O som dos cascos na estrada rompia o silêncio de forma monótona. Uma melodia constante e hipnotizante, que se completava com o acorde ocasional emitido pelo vento e pelos sons de alguma outra criatura do deserto que, sabe deus por que motivo, insistia em viver naquela região. Ali, cercados por areia e uma vegetação composta basicamente por árvores que lembravam mãos retorcidas voltadas ao céu implorando por chuva, os dois homens cavalgavam em direção ao sol poente.
Não faltava muito agora, os dois sabiam bem disso. Ao longe, uma linha fina e cinza rasgava o firmamento alaranjado como uma cicatriz.
- Fumaça. - Disse o homem no cavalo malhado.
O homem do cavalo negro acenou com um gesto bem discreto, praticamente uma olhadela e, quase que simultaneamente, os dois esporearam os cavalos. Nuvens de poeira foram deixadas ao vento conforme a aridez ia sendo deixada para trás, milha após milha, até dar lugar à uma pradaria bucólica, com nada além de uma pequena construção de madeira, com uma chaminé que vomitava uma fumaça negra e mal cheirosa.
- Chegamos. - O homem no cavalo malhado disse ao avistar a construção solitária.
- É. - Respondeu o homem no cavalo negro. - "Pousada Oásis do Sertão". - Ele acrescentou contorcendo o rosto em uma carranca exagerada.
O homem no cavalo malhado cuspiu no chão.
- Eu daria mais credito a esse lugar se o nome fosse "Pousada Aquário de Mijo". - Sorriu. - Pelo menos ele estaria sendo mais honesto, né?
O homem no cavalo negro suspirou.
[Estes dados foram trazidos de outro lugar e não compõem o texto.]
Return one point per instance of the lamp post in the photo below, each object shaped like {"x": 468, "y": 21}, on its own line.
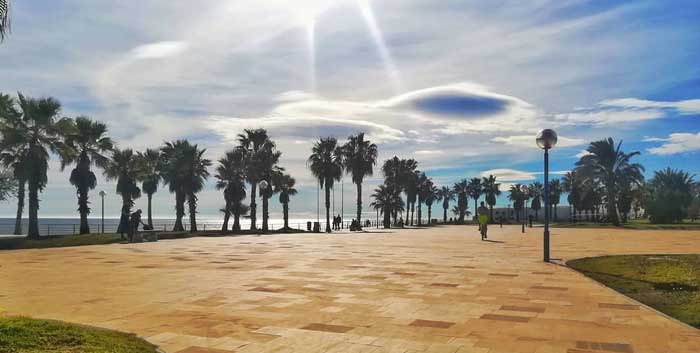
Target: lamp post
{"x": 523, "y": 190}
{"x": 263, "y": 185}
{"x": 102, "y": 195}
{"x": 546, "y": 140}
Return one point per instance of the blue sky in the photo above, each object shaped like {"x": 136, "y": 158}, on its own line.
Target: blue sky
{"x": 463, "y": 87}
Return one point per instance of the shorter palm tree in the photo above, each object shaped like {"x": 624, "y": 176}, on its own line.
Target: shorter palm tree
{"x": 326, "y": 164}
{"x": 89, "y": 142}
{"x": 445, "y": 195}
{"x": 387, "y": 199}
{"x": 284, "y": 185}
{"x": 126, "y": 169}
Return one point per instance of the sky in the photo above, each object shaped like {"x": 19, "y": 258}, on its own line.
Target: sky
{"x": 461, "y": 86}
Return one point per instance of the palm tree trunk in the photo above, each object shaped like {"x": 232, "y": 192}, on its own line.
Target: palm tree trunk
{"x": 150, "y": 211}
{"x": 33, "y": 231}
{"x": 265, "y": 213}
{"x": 179, "y": 211}
{"x": 84, "y": 209}
{"x": 253, "y": 206}
{"x": 236, "y": 219}
{"x": 359, "y": 206}
{"x": 227, "y": 215}
{"x": 192, "y": 203}
{"x": 328, "y": 208}
{"x": 20, "y": 206}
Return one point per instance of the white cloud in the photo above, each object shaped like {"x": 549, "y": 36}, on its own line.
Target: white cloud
{"x": 158, "y": 50}
{"x": 690, "y": 106}
{"x": 677, "y": 143}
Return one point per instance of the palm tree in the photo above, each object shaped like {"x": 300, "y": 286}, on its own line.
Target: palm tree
{"x": 326, "y": 164}
{"x": 387, "y": 199}
{"x": 492, "y": 190}
{"x": 266, "y": 160}
{"x": 475, "y": 190}
{"x": 360, "y": 157}
{"x": 607, "y": 165}
{"x": 431, "y": 194}
{"x": 461, "y": 189}
{"x": 571, "y": 187}
{"x": 4, "y": 18}
{"x": 32, "y": 138}
{"x": 284, "y": 185}
{"x": 422, "y": 184}
{"x": 445, "y": 195}
{"x": 186, "y": 172}
{"x": 554, "y": 196}
{"x": 89, "y": 142}
{"x": 230, "y": 175}
{"x": 126, "y": 169}
{"x": 516, "y": 195}
{"x": 13, "y": 157}
{"x": 536, "y": 192}
{"x": 151, "y": 162}
{"x": 251, "y": 142}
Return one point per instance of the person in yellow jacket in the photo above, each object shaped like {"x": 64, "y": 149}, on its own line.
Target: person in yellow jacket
{"x": 483, "y": 213}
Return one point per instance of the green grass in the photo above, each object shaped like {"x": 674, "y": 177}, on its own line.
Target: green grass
{"x": 25, "y": 335}
{"x": 668, "y": 283}
{"x": 101, "y": 239}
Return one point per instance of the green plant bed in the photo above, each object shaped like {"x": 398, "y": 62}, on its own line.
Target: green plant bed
{"x": 668, "y": 283}
{"x": 25, "y": 335}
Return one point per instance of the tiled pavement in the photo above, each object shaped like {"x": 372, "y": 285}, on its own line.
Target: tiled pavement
{"x": 437, "y": 290}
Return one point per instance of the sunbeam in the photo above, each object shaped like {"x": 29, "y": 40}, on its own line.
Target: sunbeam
{"x": 378, "y": 38}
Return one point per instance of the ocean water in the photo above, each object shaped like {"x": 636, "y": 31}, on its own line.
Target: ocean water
{"x": 64, "y": 226}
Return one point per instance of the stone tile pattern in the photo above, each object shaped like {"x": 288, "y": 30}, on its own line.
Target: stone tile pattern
{"x": 436, "y": 290}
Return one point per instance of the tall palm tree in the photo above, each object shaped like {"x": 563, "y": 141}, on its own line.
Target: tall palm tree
{"x": 492, "y": 190}
{"x": 266, "y": 160}
{"x": 516, "y": 195}
{"x": 431, "y": 194}
{"x": 152, "y": 164}
{"x": 4, "y": 18}
{"x": 284, "y": 185}
{"x": 475, "y": 190}
{"x": 230, "y": 175}
{"x": 536, "y": 192}
{"x": 186, "y": 173}
{"x": 89, "y": 142}
{"x": 251, "y": 142}
{"x": 13, "y": 157}
{"x": 445, "y": 195}
{"x": 461, "y": 189}
{"x": 126, "y": 169}
{"x": 387, "y": 199}
{"x": 33, "y": 137}
{"x": 359, "y": 159}
{"x": 555, "y": 190}
{"x": 606, "y": 164}
{"x": 571, "y": 187}
{"x": 326, "y": 164}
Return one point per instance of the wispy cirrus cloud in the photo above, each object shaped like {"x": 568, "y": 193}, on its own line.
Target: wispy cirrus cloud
{"x": 676, "y": 143}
Olhou pesadamente para as janelas desalinhadas, sorvendo os sons agitados da música e das conversas embriagadas que já alcançavam seus ouvidos. Sorriu para si mesmo quando percebeu que sua mão segurava firme o cabo da Colt 45 que repousava em seu coldre. Sentiu o conforto familiar de tê-la junto ao corpo, juntamente com uma apreensão ao lembrar que, dessa vez, só tinha uma chance. Não poderia errar. Não com ela.
- Vamos. - O homem no cavalo malhado se adiantou.
Os dois apearam de seus cavalos e os amarraram cuidadosamente no palanque ao lado da entrada. A música, os gritos e as gargalhadas atingiam seus ouvidos como marteladas impiedosas. Havia festa e havia bebedeira, mas, no momento em que os dois entraram pela porta, só houve silêncio. Toda a atenção do saloon foi imediatamente voltada para os dois. O homem do cavalo negro sentiu os músculos das mãos se retesando, seus olhos percorrendo o lugar em busca daqueles com maior probabilidade de sacar uma arma. Procurou, instintivamente, os melhores abrigos, os melhores alvos, a melhor rota de fuga, a melhor...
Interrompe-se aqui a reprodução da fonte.